La clause de non-concurrence est une stipulation contractuelle par laquelle le salarié s’engage, après la rupture de son contrat de travail, à ne pas exercer d’activité concurrente de celle de son ancien employeur, moyennant le versement d’une contrepartie financière. Elle vise à protéger les intérêts légitimes de l’entreprise.
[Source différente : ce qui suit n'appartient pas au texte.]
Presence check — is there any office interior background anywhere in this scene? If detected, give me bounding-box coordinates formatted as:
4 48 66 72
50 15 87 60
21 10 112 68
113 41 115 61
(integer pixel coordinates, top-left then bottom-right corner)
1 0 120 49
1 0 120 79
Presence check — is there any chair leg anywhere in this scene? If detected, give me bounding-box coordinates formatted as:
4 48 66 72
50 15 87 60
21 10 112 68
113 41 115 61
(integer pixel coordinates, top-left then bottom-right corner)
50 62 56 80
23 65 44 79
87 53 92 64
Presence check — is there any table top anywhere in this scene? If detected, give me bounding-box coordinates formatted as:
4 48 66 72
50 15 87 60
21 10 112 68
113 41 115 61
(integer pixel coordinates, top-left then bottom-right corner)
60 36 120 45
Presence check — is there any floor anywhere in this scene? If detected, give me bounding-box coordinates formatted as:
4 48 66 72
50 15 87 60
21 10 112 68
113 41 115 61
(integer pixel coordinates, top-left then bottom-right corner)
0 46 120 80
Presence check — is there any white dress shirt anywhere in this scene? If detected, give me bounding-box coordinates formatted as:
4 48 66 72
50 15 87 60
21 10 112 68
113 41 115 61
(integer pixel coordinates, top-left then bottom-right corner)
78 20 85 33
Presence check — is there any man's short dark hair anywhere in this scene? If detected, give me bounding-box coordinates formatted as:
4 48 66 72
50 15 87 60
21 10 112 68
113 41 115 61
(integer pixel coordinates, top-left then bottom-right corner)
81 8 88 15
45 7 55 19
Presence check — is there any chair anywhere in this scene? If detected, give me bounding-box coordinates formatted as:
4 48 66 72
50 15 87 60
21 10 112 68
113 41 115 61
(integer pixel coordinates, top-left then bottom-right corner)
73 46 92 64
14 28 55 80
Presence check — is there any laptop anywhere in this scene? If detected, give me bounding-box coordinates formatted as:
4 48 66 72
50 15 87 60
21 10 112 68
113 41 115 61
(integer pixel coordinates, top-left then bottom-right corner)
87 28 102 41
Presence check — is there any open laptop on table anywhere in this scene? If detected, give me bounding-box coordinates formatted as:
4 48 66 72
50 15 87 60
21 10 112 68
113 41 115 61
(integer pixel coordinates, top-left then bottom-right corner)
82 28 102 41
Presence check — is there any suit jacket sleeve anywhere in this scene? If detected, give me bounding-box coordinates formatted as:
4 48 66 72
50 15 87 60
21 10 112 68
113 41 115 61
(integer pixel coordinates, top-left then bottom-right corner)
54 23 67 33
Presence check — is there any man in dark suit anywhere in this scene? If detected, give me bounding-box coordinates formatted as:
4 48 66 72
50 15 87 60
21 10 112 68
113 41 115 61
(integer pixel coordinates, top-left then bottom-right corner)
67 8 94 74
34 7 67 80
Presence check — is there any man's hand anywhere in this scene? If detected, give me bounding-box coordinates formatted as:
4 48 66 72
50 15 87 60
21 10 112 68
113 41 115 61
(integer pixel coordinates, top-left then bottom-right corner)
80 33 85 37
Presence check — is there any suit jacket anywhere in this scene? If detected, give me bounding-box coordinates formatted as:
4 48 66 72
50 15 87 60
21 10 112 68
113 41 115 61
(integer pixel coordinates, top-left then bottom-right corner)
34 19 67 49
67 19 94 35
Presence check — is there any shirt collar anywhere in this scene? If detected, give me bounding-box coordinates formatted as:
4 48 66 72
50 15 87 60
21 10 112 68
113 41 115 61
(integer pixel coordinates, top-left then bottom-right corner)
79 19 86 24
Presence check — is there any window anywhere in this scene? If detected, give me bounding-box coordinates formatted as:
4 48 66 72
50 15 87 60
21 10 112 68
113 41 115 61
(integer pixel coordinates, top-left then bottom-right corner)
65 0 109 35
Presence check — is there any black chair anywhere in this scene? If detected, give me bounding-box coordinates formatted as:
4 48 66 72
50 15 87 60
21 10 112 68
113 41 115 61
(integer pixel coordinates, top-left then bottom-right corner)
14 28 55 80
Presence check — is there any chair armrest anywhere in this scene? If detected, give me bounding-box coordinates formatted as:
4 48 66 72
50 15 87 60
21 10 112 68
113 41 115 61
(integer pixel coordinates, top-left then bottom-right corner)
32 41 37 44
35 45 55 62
Cadre juridique applicable
La clause de non-concurrence n’est pas réglementée par le Code du travail mais par la jurisprudence constante de la Cour de cassation. Quatre conditions cumulatives de validité ont été posées par les arrêts du 10 juillet 2002 : la clause doit être indispensable à la protection des intérêts légitimes de l’entreprise, limitée dans le temps, limitée dans l’espace, comporter une contrepartie financière et tenir compte des spécificités de l’emploi du salarié. Les conventions collectives fixent souvent les modalités minimales de la contrepartie financière.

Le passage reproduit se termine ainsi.